Francis’ own Jesuit order had introduced Christianity to Japan with the arrival of St. Francis Xavier on the archipelago in 1549. After converting more than a quarter-million Japanese, missionaries were banned at the start of the 17th century. Japanese Christians were forced to renounce their faith, suffer tortuous deaths or go underground.
Francis will greet some descendants of these Hidden Christians, whose story was recounted in the 2016 Martin Scorsese film “Silence.”

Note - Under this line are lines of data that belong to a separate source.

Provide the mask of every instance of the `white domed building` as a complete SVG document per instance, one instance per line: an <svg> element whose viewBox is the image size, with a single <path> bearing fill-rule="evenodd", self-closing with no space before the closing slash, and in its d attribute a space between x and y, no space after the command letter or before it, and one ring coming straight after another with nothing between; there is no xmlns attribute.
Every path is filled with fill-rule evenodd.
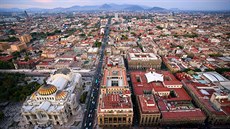
<svg viewBox="0 0 230 129"><path fill-rule="evenodd" d="M21 111L26 123L41 126L67 123L81 110L76 98L80 86L80 74L70 69L57 70L23 103Z"/></svg>

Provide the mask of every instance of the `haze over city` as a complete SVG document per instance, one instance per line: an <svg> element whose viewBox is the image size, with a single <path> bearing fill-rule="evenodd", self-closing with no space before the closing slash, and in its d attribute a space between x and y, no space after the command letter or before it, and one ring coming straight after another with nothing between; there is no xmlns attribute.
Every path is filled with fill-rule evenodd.
<svg viewBox="0 0 230 129"><path fill-rule="evenodd" d="M230 0L0 0L0 8L57 8L106 3L158 6L181 10L230 10Z"/></svg>
<svg viewBox="0 0 230 129"><path fill-rule="evenodd" d="M226 129L230 0L0 0L0 129Z"/></svg>

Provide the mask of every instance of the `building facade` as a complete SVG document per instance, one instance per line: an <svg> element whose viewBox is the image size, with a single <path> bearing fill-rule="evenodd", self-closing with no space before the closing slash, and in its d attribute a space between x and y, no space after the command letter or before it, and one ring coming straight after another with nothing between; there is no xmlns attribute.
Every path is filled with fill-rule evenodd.
<svg viewBox="0 0 230 129"><path fill-rule="evenodd" d="M70 69L59 69L37 91L27 97L21 112L27 124L63 125L81 107L76 101L76 88L81 75Z"/></svg>
<svg viewBox="0 0 230 129"><path fill-rule="evenodd" d="M97 110L101 127L130 127L133 122L133 104L126 77L126 69L108 66L104 70Z"/></svg>
<svg viewBox="0 0 230 129"><path fill-rule="evenodd" d="M159 125L161 113L158 109L157 103L155 102L153 95L139 95L137 96L137 103L140 114L139 125Z"/></svg>
<svg viewBox="0 0 230 129"><path fill-rule="evenodd" d="M29 43L31 39L32 39L32 37L29 34L25 34L25 35L22 35L22 36L19 37L19 40L22 43Z"/></svg>
<svg viewBox="0 0 230 129"><path fill-rule="evenodd" d="M128 57L129 69L160 69L161 58L153 53L129 53Z"/></svg>

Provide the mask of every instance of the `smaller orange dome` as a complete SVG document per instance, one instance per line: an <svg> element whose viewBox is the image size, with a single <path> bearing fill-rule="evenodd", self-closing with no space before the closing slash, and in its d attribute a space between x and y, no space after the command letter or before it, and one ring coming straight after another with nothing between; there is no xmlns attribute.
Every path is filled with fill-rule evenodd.
<svg viewBox="0 0 230 129"><path fill-rule="evenodd" d="M67 92L66 91L57 91L57 94L55 96L56 100L60 100L60 99L65 99L65 97L67 96Z"/></svg>
<svg viewBox="0 0 230 129"><path fill-rule="evenodd" d="M57 91L57 87L51 84L45 84L38 89L40 95L51 95Z"/></svg>

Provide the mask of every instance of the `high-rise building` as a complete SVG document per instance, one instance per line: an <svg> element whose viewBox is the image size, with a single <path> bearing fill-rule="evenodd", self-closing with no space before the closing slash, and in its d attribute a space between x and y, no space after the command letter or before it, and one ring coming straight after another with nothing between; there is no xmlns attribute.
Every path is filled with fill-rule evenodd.
<svg viewBox="0 0 230 129"><path fill-rule="evenodd" d="M67 123L81 109L76 101L76 89L80 86L80 74L70 69L57 70L23 103L21 111L26 123L40 126Z"/></svg>
<svg viewBox="0 0 230 129"><path fill-rule="evenodd" d="M116 20L118 19L118 13L115 13L115 19Z"/></svg>

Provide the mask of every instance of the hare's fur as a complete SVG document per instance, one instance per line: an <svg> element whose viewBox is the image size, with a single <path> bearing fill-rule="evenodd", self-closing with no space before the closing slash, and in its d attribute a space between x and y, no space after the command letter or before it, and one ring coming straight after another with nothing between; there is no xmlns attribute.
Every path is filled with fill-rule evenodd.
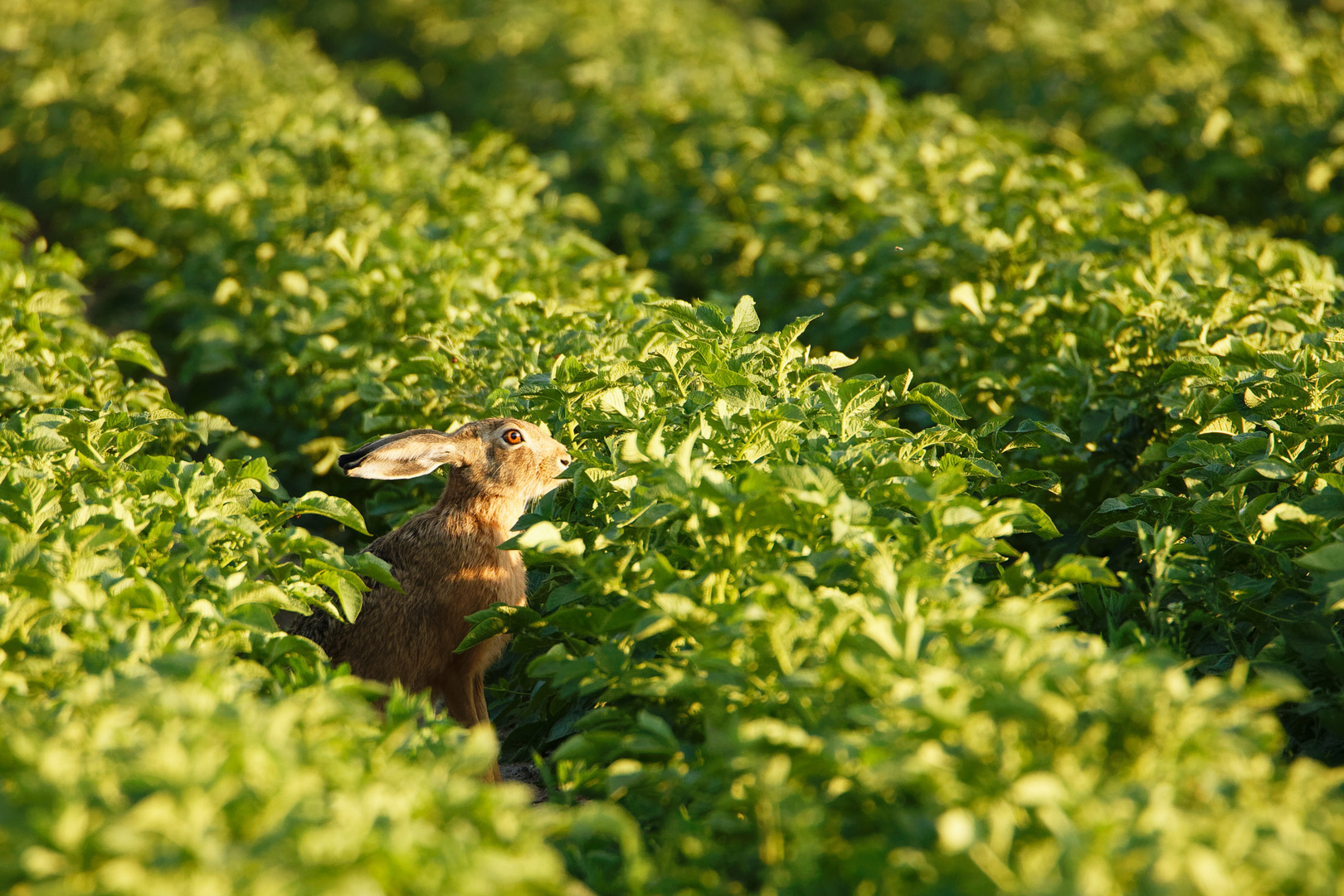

Francis will also honor Thailand’s World War II-era martyrs, who were victims of anti-Christian persecution by Thais who viewed Christianity as foreign and associated with French colonial powers. Francis will pray at the sanctuary for Thailand’s first martyred priest, Nicolas Bunkerd Kitbamrung, who was beatified in 2000.
THE POPE SAYS NO NUKES:
Francis has gone further than any other pope by saying that not only the use, but the mere possession of nuclear weapons is “to be firmly condemned.” Japanese bishops are hoping he goes even further and calls for a ban on nuclear power.
Francis will likely repeat his appeal for a total ban on the bomb when he visits Nagasaki and Hiroshima, meets with survivors of the 1945 bombings there as well as victims of the March 11, 2011, Fukushima nuclear plant disaster in northern Japan. An offshore magnitude-9 earthquake triggered a tsunami that knocked out power for the cooling systems at the Fukushima nuclear plant, displacing more than 100,000 people and coating the area with radioactive waste. In response, Japanese bishops in 2016 called for the abolition of nuclear power to protect “our common home.”